Structural transformations
According to the well identified structures of SNF-LIFM1 and CNF-LIFMs, the covalent backbones are self-linked to be independent of the metal templates, which means that demetalation should be possible without destruction of the covalent backbones (Supplementary Figs. 36–49). To remove the Zn centres, the sample was treated in an ethanol solution of ammonia for 0.5-2 h, resulting in demetalated materials with approximately 95% of the Zn2+ removed as testified by inductively coupled plasma (ICP) analysis (Supplementary Table 4). FT-IR spectra indicated that the covalent backbones of all materials remained intact (Supplementary Figs. 36, 39, 42, and 47).
For SNF-LIFM1, the colour changed from orange to pale yellow after demetalation.
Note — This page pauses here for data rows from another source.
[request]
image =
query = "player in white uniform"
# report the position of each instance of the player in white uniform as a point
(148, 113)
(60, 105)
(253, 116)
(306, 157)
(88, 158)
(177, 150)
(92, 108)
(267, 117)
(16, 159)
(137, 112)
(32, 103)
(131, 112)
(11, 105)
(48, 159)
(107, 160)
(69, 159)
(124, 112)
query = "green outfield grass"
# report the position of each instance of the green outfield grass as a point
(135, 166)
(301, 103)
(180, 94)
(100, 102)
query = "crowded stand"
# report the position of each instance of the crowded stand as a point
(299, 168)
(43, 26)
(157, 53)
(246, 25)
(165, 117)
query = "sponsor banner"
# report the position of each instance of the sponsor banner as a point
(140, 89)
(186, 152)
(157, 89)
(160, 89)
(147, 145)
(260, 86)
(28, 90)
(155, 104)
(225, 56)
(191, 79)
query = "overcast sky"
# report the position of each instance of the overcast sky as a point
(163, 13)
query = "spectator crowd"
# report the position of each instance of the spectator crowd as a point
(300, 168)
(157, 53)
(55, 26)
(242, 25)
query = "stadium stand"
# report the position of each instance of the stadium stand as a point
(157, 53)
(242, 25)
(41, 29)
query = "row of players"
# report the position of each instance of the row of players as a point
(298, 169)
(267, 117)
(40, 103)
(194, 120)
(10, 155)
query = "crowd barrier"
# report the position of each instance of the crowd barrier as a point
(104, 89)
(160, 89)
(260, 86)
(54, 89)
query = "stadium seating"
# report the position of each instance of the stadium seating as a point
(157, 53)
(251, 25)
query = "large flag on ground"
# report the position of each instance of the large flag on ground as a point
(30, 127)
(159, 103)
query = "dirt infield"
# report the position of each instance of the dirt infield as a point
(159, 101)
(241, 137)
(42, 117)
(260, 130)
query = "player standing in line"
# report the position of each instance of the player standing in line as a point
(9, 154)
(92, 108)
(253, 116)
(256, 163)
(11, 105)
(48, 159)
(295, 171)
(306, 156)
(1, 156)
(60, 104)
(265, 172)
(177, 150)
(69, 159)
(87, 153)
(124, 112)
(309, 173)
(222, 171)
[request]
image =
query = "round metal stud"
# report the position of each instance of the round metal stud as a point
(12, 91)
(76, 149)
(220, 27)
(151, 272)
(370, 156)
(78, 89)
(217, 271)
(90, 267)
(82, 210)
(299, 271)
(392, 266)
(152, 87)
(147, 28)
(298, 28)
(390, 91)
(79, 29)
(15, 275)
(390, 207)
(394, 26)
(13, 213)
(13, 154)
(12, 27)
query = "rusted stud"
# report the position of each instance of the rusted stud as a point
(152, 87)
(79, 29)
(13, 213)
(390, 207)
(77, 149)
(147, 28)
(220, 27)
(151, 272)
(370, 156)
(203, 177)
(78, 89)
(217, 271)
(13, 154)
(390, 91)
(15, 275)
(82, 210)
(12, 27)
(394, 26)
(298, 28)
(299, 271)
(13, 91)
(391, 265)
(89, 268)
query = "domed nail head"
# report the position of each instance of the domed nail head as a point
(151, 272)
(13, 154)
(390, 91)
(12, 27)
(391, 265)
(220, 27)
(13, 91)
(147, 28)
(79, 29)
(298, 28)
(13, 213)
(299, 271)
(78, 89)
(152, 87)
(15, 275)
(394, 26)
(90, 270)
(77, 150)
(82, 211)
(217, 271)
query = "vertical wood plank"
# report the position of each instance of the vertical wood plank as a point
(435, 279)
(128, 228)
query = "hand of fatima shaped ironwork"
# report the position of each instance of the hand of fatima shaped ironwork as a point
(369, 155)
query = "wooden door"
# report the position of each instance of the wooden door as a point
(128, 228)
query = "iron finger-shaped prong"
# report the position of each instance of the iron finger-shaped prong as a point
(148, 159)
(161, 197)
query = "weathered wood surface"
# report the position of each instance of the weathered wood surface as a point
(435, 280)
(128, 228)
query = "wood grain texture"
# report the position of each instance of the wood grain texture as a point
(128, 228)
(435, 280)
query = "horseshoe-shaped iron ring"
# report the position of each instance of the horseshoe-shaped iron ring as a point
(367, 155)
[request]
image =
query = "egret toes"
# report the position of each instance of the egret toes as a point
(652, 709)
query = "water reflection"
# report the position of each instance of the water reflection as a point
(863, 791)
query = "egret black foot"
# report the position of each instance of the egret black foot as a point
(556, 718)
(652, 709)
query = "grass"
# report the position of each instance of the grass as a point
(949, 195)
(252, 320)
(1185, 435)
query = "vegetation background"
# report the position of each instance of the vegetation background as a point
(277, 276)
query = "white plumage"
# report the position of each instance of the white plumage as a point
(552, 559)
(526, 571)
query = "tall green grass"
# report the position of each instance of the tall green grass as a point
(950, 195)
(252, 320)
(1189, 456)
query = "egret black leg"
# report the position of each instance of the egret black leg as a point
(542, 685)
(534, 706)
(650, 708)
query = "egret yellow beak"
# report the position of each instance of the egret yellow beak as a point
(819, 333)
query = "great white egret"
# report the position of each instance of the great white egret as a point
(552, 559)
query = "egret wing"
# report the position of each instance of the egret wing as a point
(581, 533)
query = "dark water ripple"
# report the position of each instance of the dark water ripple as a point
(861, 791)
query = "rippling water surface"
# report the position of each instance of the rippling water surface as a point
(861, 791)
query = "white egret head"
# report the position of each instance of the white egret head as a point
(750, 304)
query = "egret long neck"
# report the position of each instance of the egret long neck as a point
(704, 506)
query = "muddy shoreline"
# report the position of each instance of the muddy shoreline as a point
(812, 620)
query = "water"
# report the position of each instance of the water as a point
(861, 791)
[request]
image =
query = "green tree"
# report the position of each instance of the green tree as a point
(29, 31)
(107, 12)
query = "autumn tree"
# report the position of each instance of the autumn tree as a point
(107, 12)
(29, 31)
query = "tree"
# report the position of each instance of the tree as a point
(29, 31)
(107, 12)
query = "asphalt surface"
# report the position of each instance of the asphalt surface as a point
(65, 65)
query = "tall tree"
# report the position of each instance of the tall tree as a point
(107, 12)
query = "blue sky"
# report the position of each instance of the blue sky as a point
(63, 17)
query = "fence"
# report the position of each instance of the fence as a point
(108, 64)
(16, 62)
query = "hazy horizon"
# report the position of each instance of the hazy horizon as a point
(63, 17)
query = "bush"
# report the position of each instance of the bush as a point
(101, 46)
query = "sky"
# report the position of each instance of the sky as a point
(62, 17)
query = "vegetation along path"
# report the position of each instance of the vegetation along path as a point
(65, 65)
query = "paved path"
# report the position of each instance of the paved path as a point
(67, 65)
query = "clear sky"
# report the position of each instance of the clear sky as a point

The insoluble SNF-LIFM1 in common organic solvents becomes soluble in THF, which allows crystal growth of the demetalated material. Single-crystal structural analysis revealed that the directions of imine bonds are altered, producing a nearly circular macrocycle with low ring stain (Fig. 5a, Supplementary Fig. 38, and Supplementary Table 3). Without the support of Zn-NO3 pillars, the covalent macrocycles tend to disperse. This explains why the crystalline SNF-LIFM1 turned amorphous after demetallation (Supplementary Fig. 37).
In contrast, since the triangular metallocycles in CNF-LIFMs are interconnected by -Ar- connectors, the process of demetallation will not lead to dispersion of the covalent macrocycles. As a results, well-ordered layered covalent-organic frameworks (COFs) are produced with an eclipsed stacking arrangement (Fig. 5b). The narrow FWHM values observed in the PXRD patterns indicate all resulting COF-LIFMs have good crystallinity (Supplementary Figs. 40, 43, and 48). The configuration changes of the covalent macrocycles induce a transformation in the crystal lattice to cause a shift in the peak positions of COF-LIFMs. Take CNF-LIFM2 as an example, Fig. 5c showcases the comparison of PXRD patterns before and after demetallation, and Fig. 5d presents the crystal structure model of demetalated material (COF-LIFM2) which is deduced from the crystal structures of CNF-LIFM2 and the unconnected covalent macrocycles. N2 adsorption measurements at 77 K revealed the high porosity of COF-LIFM2 (Supplementary Fig. 45 inset) with a BET surface of 570 m2g− 1 (Supplementary Fig. 46). COF-LIFM2 exhibits two channels with average pore diameters estimated to be approximately 13 Å and 42 Å by using QSDFT fitting (Supplementary Fig. 45). These values align precisely with the theoretical values of 12 Å and 43 Å. Notably, COF-LIFMs could be remetalated by Zn2+ and the layers could be re-bridged by NO3‾ by immersing in a CH3CN solution of Zn(NO3)2 to revert to CNF-LIFMs. PXRD analysis confirmed that the remetalated materials retained comparable crystallinity with the as-synthesized CNF-LIFMs, with no discernible difference in peak intensities and positions (Supplementary Figs. 40, 43, and 48). The highly controlled transformation and reformation of CNF-LIFMs and COF-LIFMs attest to the versatility of the cooperative dynamic bonding process for fabricating fascinating structures.